I pointed out some of the architectural work we did with OpenOnload in this post and warned against shoddy imitations which offer cute microbenchmarks, but are not ready for serious production deployments.
And in case you were wondering about the alternatives, let me point you at a light-weight TCP stack out there called lwIP - we use it internally and it's useful for simple embedded projects. Absolutely not designed for inclusion in a high-performance user-mode stack.
So I asked Kieran Mansley, the maintainer of lwIP whether he'd recommend it for use in a high-performance user-space protocol stack. He started laughing. In fact he was still spluttering an hour later, but did manage the following points of concern:
- Any sort of fully-featured control plane. Things like how well it handles traffic when while it's waiting for an ARP response are pretty primitive.
- Scalability. It does lots of linear searching of lists (e.g. when it receives a packet and is looking for the connection to deliver it to)
- It's pretty old-school in its choice of standards, so things like its congestion control algorithm are unlikely to be based on the more modern alternatives and its performance will suffer as a result. "I don't think it does TCP window scaling, SACK, etc."
- Multi-threading. lwIP is written with the assumption that only a single thread will be active in the stack at any one time.

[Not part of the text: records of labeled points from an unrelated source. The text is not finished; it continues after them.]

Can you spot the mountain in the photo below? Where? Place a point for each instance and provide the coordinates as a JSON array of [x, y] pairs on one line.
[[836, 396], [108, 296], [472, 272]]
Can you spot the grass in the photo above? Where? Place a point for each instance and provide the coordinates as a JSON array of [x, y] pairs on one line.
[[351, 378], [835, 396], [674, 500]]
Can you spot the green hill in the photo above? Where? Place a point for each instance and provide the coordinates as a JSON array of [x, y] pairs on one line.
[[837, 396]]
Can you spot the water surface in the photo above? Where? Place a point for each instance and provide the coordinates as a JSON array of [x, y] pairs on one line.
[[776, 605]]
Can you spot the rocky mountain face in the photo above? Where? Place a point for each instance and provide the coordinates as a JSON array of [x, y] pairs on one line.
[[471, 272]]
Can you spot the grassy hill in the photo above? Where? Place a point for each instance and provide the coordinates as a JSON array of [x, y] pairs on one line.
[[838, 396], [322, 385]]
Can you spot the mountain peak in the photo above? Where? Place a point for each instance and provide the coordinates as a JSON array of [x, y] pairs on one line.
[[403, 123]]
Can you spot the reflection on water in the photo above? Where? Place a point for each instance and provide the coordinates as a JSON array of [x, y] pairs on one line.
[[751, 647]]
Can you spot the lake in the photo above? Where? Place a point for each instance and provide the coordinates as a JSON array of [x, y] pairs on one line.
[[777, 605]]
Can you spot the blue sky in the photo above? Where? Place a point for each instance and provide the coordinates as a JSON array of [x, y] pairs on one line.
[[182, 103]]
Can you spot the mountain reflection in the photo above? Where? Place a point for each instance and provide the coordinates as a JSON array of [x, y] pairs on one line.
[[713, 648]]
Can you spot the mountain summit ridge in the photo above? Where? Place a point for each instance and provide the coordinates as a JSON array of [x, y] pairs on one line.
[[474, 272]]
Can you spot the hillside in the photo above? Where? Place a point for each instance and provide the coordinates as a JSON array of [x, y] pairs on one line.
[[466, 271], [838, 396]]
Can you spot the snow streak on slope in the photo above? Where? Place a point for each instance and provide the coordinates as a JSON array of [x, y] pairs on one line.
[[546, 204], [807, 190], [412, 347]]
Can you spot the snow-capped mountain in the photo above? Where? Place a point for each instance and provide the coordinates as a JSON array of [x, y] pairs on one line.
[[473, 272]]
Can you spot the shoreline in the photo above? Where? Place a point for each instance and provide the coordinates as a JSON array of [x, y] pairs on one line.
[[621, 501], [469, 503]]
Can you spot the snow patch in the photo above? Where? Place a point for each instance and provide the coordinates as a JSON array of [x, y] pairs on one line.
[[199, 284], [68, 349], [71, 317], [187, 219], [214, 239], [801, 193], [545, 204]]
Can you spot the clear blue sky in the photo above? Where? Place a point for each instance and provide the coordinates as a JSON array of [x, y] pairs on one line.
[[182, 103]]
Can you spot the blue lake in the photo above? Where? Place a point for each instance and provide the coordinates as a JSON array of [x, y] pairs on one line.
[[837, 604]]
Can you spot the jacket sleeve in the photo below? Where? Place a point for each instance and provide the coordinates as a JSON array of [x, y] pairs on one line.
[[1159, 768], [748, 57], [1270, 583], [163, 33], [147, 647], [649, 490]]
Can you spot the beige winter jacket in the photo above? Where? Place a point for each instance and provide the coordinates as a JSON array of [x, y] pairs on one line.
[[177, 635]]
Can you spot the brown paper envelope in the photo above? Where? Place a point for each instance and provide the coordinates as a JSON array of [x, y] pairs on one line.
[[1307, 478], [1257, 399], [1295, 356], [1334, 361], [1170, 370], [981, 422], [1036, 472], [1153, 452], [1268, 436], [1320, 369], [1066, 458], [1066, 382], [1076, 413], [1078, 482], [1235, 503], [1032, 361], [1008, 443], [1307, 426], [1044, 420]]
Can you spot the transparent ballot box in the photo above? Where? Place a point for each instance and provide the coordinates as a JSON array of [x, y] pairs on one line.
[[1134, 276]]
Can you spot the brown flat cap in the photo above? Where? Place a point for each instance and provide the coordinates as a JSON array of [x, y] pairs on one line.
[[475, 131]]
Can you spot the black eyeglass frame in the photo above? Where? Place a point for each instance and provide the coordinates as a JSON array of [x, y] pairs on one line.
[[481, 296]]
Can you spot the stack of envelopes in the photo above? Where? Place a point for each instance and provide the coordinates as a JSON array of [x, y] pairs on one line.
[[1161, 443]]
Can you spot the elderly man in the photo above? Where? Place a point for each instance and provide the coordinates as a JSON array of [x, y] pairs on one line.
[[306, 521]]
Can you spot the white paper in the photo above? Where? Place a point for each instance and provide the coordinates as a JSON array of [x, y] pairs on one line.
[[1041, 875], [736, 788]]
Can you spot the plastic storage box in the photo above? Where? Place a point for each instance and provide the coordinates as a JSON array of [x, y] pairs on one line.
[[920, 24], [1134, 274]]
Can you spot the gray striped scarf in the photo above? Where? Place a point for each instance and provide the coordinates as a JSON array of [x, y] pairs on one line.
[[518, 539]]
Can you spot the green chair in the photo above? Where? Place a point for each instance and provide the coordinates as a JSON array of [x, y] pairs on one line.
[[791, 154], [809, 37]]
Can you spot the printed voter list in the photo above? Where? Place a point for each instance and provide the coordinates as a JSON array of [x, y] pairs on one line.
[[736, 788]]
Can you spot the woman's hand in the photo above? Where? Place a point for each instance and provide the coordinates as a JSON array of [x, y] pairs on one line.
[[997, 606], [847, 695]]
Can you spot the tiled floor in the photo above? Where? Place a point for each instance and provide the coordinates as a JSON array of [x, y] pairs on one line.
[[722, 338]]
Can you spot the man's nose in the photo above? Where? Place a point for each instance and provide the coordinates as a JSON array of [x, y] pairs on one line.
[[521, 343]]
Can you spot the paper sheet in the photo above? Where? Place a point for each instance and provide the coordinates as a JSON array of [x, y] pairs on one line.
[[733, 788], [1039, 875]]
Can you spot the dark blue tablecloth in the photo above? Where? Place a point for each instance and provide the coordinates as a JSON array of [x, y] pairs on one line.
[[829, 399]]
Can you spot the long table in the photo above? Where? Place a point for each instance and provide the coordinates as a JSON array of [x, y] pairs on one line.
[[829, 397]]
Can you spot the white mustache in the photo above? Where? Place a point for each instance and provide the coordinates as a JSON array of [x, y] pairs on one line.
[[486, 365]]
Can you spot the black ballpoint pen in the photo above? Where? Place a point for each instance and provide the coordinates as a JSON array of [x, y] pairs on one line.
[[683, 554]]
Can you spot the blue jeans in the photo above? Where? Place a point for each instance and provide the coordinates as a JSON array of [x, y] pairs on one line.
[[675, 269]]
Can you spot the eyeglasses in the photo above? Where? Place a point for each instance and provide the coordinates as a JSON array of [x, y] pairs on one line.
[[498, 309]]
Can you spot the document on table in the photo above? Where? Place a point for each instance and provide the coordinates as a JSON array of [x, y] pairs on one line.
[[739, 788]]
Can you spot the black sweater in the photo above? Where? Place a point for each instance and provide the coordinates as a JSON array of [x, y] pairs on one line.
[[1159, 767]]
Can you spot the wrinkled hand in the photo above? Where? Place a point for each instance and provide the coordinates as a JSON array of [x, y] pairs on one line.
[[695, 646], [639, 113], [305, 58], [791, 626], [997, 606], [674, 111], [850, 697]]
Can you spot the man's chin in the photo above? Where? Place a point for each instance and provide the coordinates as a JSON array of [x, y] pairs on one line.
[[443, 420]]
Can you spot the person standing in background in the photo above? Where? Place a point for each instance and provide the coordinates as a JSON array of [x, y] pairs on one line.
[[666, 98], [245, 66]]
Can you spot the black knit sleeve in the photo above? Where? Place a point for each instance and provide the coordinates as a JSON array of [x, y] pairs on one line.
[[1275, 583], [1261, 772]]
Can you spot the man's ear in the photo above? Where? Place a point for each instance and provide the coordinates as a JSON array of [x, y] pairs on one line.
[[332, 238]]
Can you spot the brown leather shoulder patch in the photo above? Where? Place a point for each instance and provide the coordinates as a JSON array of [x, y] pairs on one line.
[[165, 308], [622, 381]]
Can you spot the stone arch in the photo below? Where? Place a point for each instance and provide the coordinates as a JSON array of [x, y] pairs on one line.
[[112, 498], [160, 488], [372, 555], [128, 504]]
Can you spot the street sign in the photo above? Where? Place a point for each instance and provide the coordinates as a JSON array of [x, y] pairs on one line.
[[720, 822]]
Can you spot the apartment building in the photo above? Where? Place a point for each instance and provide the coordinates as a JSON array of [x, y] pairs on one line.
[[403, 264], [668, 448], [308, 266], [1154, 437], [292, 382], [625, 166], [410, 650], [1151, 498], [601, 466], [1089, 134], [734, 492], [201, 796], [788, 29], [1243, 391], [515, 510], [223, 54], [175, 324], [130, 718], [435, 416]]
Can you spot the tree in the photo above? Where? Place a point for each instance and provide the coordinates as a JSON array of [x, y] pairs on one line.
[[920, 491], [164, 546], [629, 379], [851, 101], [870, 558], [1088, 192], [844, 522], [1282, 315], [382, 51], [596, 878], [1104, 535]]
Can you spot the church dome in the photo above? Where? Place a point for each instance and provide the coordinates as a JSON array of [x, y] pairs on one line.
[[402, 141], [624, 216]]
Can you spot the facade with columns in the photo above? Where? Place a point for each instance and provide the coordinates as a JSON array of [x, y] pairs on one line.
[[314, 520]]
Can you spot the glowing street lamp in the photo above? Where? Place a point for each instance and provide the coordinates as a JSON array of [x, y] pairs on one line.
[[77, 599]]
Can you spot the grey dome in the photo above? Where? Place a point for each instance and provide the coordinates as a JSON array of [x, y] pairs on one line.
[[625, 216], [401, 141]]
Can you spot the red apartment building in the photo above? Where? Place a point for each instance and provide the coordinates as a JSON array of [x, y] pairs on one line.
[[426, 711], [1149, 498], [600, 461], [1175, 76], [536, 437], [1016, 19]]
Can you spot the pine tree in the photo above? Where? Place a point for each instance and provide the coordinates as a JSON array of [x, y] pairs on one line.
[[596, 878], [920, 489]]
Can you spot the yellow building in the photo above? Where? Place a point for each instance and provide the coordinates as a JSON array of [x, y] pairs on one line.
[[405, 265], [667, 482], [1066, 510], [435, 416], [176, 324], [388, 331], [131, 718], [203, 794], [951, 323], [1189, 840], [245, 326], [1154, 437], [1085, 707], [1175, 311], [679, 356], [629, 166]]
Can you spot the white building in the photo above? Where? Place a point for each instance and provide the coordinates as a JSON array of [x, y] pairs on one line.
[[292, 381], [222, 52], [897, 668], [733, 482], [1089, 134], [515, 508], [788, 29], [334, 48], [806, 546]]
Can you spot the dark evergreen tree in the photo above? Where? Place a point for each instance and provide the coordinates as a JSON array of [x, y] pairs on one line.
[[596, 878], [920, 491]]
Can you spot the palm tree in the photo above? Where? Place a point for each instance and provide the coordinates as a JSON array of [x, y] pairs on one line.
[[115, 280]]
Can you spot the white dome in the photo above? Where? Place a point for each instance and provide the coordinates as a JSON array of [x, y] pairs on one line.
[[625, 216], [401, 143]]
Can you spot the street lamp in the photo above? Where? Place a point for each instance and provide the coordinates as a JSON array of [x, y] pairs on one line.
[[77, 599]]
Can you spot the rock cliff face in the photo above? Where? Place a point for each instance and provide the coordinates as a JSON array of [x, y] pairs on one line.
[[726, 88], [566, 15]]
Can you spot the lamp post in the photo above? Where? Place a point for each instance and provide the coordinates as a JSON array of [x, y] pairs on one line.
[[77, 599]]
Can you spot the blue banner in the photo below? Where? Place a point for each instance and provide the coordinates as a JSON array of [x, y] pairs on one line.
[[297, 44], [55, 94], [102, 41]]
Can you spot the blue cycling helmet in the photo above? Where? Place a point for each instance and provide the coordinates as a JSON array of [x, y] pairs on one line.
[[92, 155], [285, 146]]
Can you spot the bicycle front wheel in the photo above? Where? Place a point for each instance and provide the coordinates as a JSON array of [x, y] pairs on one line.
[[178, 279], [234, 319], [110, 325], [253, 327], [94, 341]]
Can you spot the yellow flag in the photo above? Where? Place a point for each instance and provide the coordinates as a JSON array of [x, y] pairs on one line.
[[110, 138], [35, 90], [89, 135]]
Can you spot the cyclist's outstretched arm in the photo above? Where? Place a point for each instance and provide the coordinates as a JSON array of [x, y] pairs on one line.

- Reliability/conformance. "It is free software developed as a hobby on the back of the goodwill of a small set of developers. The resources available to test it are therefore far more limited than we would like, and close to zero."
Hmmm ... I do hope that shoddy-immatator-Inc has improved its software QA process since the last
time they tried to release TCP and also that they've significantly enhanced the architecture
and feature set of lwIP. (because yes, that's what I've heard is inside V**6)
Erm.. otherwise they've released something more suitable for use in a boot-rom.
The message remains the same, when faced with Mr Shoddy Imitator, just ask what it takes to:
-cope with applications which exit or otherwise become unresponsive
- achieve high-performance and full transparency when using random sets of file descriptors on mixed accelerated / non-accelerated interfaces
- support fun at the POSIX API: fork()/exec(), signals, SCM_RIGHTS and friends
- accelerate VLANs, teaming/failover
- deliver full RFC compliance. Including the good stuff .
Please tell them to stop wasting their time and money peddling shoddy imitations. If they want to do this right and had the balls, they would come form an industry consortium around OpenOnload.